Maria: tudo que você falou...
Gringo: era tudo mentira porra - Me interrompeu. - tudo, tudo que eu falei foi só pra você se afastar e a merda não respingar em você, tu achou mesmo que eu ia te deixar sem razão nenhuma perigosa? - Encostei na mão dela que recuou na hora.

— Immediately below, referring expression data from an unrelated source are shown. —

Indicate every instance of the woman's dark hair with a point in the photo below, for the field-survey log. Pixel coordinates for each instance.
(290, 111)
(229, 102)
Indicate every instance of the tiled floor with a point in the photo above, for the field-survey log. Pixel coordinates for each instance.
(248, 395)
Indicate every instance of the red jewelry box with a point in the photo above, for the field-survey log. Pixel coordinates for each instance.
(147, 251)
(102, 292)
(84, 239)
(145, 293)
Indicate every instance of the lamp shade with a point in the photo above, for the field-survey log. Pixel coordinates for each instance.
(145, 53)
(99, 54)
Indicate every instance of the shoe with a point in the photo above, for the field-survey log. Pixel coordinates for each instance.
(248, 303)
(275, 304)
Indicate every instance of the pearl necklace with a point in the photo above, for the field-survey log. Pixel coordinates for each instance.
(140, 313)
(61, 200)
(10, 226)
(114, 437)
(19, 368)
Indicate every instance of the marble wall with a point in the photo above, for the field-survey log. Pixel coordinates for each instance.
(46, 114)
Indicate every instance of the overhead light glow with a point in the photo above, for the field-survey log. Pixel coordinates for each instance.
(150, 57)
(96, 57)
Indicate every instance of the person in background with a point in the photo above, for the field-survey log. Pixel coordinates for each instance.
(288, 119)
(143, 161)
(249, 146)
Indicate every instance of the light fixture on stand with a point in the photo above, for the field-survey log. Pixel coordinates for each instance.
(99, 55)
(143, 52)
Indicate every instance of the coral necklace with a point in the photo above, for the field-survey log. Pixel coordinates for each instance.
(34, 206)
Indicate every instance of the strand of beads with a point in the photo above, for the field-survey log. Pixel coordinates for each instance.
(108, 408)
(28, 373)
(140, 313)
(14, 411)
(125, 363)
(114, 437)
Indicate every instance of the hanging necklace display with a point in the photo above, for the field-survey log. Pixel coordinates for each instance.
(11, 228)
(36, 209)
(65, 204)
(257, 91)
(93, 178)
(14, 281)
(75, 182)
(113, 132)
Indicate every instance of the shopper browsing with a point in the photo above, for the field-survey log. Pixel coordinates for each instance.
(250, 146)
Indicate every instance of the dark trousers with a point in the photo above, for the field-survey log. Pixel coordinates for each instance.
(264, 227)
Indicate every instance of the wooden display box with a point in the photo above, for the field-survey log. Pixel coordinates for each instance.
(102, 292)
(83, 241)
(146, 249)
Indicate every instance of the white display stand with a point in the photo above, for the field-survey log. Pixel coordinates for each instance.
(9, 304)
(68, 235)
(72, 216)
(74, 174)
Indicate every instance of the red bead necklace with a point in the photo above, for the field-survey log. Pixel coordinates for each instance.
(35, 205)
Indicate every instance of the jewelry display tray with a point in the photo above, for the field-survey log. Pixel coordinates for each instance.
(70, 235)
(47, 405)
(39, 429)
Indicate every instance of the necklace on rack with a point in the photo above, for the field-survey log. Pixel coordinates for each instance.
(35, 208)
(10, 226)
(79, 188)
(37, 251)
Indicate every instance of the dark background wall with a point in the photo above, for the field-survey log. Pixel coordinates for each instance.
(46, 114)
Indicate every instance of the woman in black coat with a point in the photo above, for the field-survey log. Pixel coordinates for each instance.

Maria: eu até entendo ele - Apontou pro Ret. - quis proteger a família, por mais absurdo que a ideia pareça, mas como eu conheço a mente do meu pai, eu sei que foi só pra me proteger, ele só não pensou em como isso me afetaria, como sempre
Gringo: po...
Maria: cala a boca - Interrompi. - você tinha a opção de dizer não, de me contar todo esse absurdo, de me pedir ajudar, eu podia fingir, sei lá, ia ser eu e você sempre, mas você preferiu apenas abaixar a cabeça pro Ret e desfilar com outra na minha cara
Ret: não é assim que fun...
Maria: e você não tá em direito de dar opinião - Cortei sua fala. - sai da minha casa Gringo
Gringo: o que?
Bruna: conversa com ele antes Maria
Gringo: me escuta po
Maria: eu não tenho mais nada com você e não quero ter, eu quero que você saia da minha casa e esqueça que um dia nós já tivemos alguma coisa, porque eu já esqueci faz tempo

Virei as costas pra todo mundo ali e subi as escadas voltando pro quarto, bati a porta com toda raiva que estou sentindo nesse momento e me joguei na cama.

Me permitindo chorar todo o ódio que eu to sentindo por ter sido usado com um peão de xadrez em jogo de gente grande.